Postby Taipan » Mon Oct 02, 2017 6:50 am

I've been thinking about the direction of future Mad Max movies in light of what Fury Road showed us and in relation to the original trilogy and I'm a little bit concerned.

While the original trilogy was clearly cut around the idea of no fuel and car culture, that was very relevant in the 80's.

However, Miller in his pursuit of turning Mad Max into a mythological story seems to have abandoned those roots and decided to make the new backstory as vague as possible, taking place in a location that's non descript, in a year we don't know when, nor why the world looks the way it does. The video game - believe it or not - shows us a lot about this world because it took Miller's ideas and without his supervision showed them to us (along with many other things crucial to the future of Mad Max movies). The way it presents itself is almost like some The Happening apocalyptic event where planes suddenly fall from the skies, fish in the oceans just die and oceans themselves evaporate. Famine and disease kills millions and there's only mentions of water wars let along oil wars. Even Miller said it himself "All bad things happen all at once next Thursday" it seems for Fury Road.

So the backdrop is completely different now, without any emphasis on oil or vehicles and the consequences of the wasteland growing from that.

In fact if you look at it, the only reason we had so much emphasis on cars in Fury Road wasn't because there was this dire need for maintaining vehicles for survival and being a nomad in the Wasteland like we've seen in MMBT, but instead, we had cars because Immortan conveniently turned cars into a religion. The need for fuel was eliminated entirely because Gas Town. We don't know where this movie takes place, why Buzzards speak Russian etc. This movie could take place literally anywhere, anytime and for any reason.

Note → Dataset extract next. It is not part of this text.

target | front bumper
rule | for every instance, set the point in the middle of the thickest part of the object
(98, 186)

And that's what worries me because it opens up a window of opportunity to turn Mad Max into a generic post apocalyptic franchise.
The lines and reasons used to be clear, but now since it's all a fantasy campfire myth....

And in my opinion, that is what separates Mad Max from your Wasteland Weekend cosplayers, but if we're going to do away with the reasoning on top of which Mad Max was built then it seems like a valid concern for its future, no?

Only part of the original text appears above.